そんなことより幻の魚ネムリミミズハゼの画像があるのです。その時にツイートしました。
すぐに写真から各部を確認し、ネムリミミズハゼだと確信を持ち、Kさんへメールしました。
|
2015年04月03日 |
Kさんから「ネムリミミズっぽいですが」とつれないご返信で、メラメラ燃えるものがありました。
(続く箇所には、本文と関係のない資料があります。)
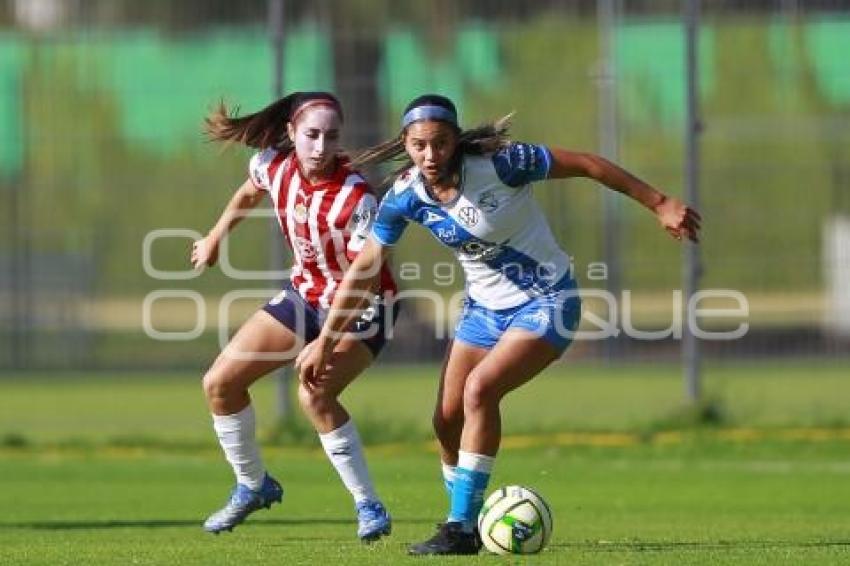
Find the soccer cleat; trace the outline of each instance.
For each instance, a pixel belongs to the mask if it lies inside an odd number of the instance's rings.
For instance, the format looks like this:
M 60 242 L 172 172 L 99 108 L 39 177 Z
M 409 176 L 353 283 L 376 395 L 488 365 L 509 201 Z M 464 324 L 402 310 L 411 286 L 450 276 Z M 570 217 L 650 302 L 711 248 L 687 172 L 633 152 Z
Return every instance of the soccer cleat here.
M 361 501 L 357 504 L 357 536 L 363 542 L 373 542 L 390 534 L 392 518 L 380 501 Z
M 464 532 L 458 522 L 441 523 L 437 525 L 437 533 L 419 544 L 407 549 L 413 556 L 448 555 L 448 554 L 478 554 L 481 550 L 481 537 L 477 532 Z
M 283 488 L 268 474 L 263 478 L 263 485 L 258 491 L 237 483 L 230 492 L 227 504 L 204 522 L 204 530 L 213 534 L 232 531 L 233 527 L 257 509 L 263 507 L 268 509 L 272 503 L 280 503 L 281 499 L 283 499 Z

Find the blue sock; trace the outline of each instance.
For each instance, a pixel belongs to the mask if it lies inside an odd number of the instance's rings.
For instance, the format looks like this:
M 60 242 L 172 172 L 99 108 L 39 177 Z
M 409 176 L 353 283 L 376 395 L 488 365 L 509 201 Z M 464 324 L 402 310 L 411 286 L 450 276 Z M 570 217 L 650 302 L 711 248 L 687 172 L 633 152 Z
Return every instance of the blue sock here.
M 484 491 L 490 481 L 492 468 L 492 457 L 460 452 L 448 521 L 460 523 L 466 532 L 472 532 L 478 522 L 478 512 L 484 504 Z

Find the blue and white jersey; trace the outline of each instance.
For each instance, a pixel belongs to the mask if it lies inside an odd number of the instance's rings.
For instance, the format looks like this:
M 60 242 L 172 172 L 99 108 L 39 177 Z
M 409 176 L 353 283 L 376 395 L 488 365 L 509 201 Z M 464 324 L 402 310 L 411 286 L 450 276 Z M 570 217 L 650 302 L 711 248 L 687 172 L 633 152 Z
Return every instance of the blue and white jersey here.
M 515 307 L 553 289 L 569 273 L 530 183 L 549 174 L 543 146 L 514 143 L 491 156 L 466 155 L 459 195 L 433 199 L 412 167 L 381 201 L 372 236 L 393 245 L 408 222 L 452 248 L 466 274 L 469 296 L 489 309 Z

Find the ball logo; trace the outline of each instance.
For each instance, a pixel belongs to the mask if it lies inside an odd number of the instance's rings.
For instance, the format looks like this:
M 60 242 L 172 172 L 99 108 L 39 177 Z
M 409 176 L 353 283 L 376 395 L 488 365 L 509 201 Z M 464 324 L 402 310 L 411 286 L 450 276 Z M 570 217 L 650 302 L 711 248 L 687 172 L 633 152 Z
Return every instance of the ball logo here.
M 472 206 L 464 206 L 457 215 L 461 222 L 470 227 L 478 224 L 478 218 L 480 217 L 479 212 Z
M 296 222 L 300 222 L 301 224 L 307 222 L 307 207 L 299 202 L 295 205 L 292 215 L 295 217 Z
M 316 248 L 307 238 L 295 238 L 295 247 L 298 248 L 298 255 L 305 261 L 313 261 L 316 259 Z

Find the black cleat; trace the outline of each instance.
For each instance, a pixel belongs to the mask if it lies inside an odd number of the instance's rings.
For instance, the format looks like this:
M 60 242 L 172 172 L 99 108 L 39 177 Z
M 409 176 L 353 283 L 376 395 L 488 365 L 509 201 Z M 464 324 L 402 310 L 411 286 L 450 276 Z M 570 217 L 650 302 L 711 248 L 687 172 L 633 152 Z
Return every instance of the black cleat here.
M 478 532 L 467 533 L 463 531 L 460 523 L 440 523 L 437 525 L 437 533 L 419 544 L 411 545 L 407 553 L 412 556 L 427 555 L 470 555 L 478 554 L 481 550 L 481 537 Z

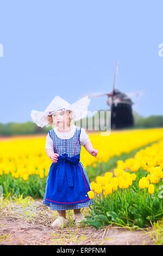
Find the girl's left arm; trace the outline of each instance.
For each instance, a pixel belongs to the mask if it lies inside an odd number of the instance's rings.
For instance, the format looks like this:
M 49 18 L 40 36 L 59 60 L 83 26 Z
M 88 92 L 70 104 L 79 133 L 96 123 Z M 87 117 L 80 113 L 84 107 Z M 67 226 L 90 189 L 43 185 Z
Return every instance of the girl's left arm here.
M 91 154 L 92 156 L 97 157 L 98 154 L 97 149 L 95 149 L 93 148 L 92 143 L 91 142 L 88 142 L 85 143 L 84 146 L 85 149 Z

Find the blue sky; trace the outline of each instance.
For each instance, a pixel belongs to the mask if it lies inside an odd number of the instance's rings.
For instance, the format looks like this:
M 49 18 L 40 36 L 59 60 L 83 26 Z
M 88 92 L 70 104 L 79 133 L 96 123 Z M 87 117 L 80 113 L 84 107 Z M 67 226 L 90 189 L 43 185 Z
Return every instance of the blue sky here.
M 162 2 L 162 3 L 161 3 Z M 0 122 L 32 120 L 56 95 L 70 103 L 116 88 L 145 90 L 133 108 L 163 114 L 161 1 L 0 1 Z M 106 97 L 89 110 L 108 109 Z

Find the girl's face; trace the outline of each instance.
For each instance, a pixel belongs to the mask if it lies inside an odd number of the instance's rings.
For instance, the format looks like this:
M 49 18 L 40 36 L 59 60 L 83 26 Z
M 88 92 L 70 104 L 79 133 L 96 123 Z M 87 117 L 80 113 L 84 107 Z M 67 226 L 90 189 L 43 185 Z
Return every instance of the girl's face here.
M 57 111 L 52 114 L 53 124 L 60 129 L 68 125 L 68 113 L 66 111 Z

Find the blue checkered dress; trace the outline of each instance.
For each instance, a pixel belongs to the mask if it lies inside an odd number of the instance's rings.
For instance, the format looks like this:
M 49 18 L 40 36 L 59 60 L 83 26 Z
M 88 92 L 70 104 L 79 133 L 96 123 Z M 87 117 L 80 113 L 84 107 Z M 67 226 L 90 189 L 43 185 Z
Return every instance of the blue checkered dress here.
M 79 136 L 81 132 L 81 127 L 79 126 L 76 126 L 76 131 L 74 135 L 69 139 L 61 139 L 59 138 L 55 132 L 54 129 L 52 129 L 49 131 L 49 134 L 50 137 L 52 138 L 53 141 L 53 150 L 55 153 L 58 154 L 59 155 L 62 155 L 64 154 L 67 154 L 68 157 L 72 157 L 74 155 L 79 154 L 81 151 L 81 144 L 79 141 Z M 80 167 L 82 168 L 85 178 L 86 179 L 87 181 L 87 185 L 89 186 L 89 190 L 91 190 L 89 181 L 84 169 L 83 165 L 82 162 L 79 161 L 79 163 Z M 45 205 L 49 206 L 51 210 L 57 211 L 63 211 L 66 210 L 70 209 L 78 209 L 80 208 L 84 208 L 87 207 L 90 205 L 94 204 L 93 202 L 93 199 L 89 199 L 86 202 L 81 203 L 77 203 L 76 204 L 58 204 L 53 203 L 50 203 L 46 201 L 46 193 L 47 187 L 47 181 L 48 179 L 49 175 L 48 175 L 46 186 L 45 188 L 43 199 L 42 204 Z

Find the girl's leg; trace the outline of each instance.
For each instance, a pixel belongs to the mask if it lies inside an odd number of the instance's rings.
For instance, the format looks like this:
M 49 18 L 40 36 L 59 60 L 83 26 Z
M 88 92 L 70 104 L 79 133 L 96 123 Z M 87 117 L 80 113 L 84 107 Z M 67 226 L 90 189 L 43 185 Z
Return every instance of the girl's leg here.
M 66 211 L 58 211 L 59 215 L 66 218 Z

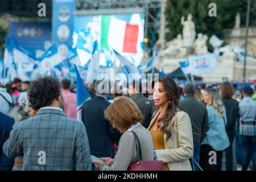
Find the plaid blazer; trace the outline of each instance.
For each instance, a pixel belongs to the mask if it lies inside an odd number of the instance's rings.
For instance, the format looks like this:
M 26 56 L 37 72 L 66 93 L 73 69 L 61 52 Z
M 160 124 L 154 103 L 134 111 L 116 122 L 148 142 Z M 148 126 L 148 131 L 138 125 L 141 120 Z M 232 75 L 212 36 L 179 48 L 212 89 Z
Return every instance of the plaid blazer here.
M 15 123 L 3 150 L 10 158 L 23 155 L 23 170 L 91 170 L 84 125 L 57 109 Z

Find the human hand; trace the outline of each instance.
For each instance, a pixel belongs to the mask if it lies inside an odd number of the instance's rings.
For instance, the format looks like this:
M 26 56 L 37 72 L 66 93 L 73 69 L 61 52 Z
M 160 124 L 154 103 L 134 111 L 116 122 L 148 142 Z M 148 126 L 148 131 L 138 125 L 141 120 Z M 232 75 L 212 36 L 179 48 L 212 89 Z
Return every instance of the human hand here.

私の同定眼はネムリミミズハゼで間違いないと言っている。
番匠おさかな館さんへメールしてみました。
ネムリミミズハゼの件と、オオヒライソガニとある写真が、
タイワンオオヒライソガニの誤同定で、大分県初記録だと思われるため、それもついでに指摘しました。
|
2015年04月04日 |
番匠おさかな館のMさんからご返信を頂きました(感謝)。タイワンオオヒライソガニは名前すら知らず、イドミミズハゼは館長より後日返信があるとのこと。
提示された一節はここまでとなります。